Tüm bunlardan sonra bir yıl geçti ve o gece hayatını kaybeden 249 kişiyi hala hatırlıyor ve demokrasi için ayağa kalkıp savaşanların cesaretlerini anıyoruz. O
gecenin yaraları pek çok insanın dimağından
uzun bir süre silinmeyecek. Ama
zaman her şeyin ilacıdır ve Türkiye, 15
Temmuz 2016 olaylarını geride bırakmaya
çalışırken umuyorum ki bunu, o gece
kendi halkının, yelpazenin tüm alanlarından
gelen politikacılarının ve gazetecilerinin
ayağa kalkıp savunduğu demokrasi
ve özgürlükleri korumak konusunda
yılmaz bir kararlılık göstererek yapacaktır. Birleşik Krallık, dostu ve yakın ortağı olarak, Türkiye'nin istikrar, hukukun üstünlüğü ve başarılı bir ekonominin temellerini oluşturan demokratik değerleri ve ilkeleri korumasına yardımcı olmak konusundaki kararlılığını sürdürecektir.
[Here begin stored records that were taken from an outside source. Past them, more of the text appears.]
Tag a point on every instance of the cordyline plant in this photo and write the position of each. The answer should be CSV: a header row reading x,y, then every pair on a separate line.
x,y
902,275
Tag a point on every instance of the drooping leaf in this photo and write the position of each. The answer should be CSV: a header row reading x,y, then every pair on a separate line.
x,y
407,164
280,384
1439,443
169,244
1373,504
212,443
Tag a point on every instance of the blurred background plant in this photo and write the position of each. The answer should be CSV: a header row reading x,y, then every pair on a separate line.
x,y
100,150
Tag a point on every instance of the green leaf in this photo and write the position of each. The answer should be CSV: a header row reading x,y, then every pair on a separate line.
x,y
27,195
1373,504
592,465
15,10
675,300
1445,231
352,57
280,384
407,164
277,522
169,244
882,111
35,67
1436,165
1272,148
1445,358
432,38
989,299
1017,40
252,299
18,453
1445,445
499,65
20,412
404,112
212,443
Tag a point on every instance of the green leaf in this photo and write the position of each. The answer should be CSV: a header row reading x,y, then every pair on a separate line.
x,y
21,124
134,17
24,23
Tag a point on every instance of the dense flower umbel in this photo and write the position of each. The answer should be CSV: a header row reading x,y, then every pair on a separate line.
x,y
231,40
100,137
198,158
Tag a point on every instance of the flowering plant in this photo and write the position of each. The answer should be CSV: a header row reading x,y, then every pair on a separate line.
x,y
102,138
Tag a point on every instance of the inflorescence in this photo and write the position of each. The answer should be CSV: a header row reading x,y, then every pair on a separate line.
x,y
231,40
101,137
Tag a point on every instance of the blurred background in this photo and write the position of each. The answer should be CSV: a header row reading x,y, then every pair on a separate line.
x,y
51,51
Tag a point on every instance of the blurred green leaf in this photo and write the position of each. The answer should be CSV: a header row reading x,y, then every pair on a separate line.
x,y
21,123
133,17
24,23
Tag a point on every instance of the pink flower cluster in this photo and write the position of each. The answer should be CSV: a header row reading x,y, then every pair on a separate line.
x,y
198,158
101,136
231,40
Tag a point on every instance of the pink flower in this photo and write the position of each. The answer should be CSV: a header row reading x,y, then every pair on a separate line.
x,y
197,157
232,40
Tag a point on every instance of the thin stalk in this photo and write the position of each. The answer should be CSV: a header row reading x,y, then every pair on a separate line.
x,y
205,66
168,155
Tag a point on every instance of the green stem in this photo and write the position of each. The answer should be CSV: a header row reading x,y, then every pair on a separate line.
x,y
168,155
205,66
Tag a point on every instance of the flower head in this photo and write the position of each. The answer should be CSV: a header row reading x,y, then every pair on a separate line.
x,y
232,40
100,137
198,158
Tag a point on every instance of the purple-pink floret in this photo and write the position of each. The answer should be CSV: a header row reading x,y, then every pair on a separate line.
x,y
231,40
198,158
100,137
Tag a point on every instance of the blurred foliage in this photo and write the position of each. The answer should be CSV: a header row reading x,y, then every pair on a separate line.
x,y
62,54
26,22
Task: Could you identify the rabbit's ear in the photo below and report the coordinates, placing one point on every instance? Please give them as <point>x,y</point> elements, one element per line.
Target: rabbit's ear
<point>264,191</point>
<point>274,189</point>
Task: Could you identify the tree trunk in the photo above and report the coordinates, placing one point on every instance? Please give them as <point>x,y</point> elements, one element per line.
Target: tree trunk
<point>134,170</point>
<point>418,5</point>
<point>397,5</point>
Ve darbenin ertesi sabahı kendisini gördüğümde, tüm gece tepemizde uçan F16'lar nedeniyle uyanık kalmış babamın eski bir diplomat olarak tepkisi... Bir Britanyalı soğukkanlılığıyla, sağ çıktığı üçüncü darbe olduğunu söyledi. Umalım ki o da Türkiye'de başka darbeler görmesin. Seçilmemiş askerler bir daha asla demokrasiyi devirmeye çalışmasın.
21'inci yüzyılın Avrupa'sında böyle bir küstahlığın yeri olamaz.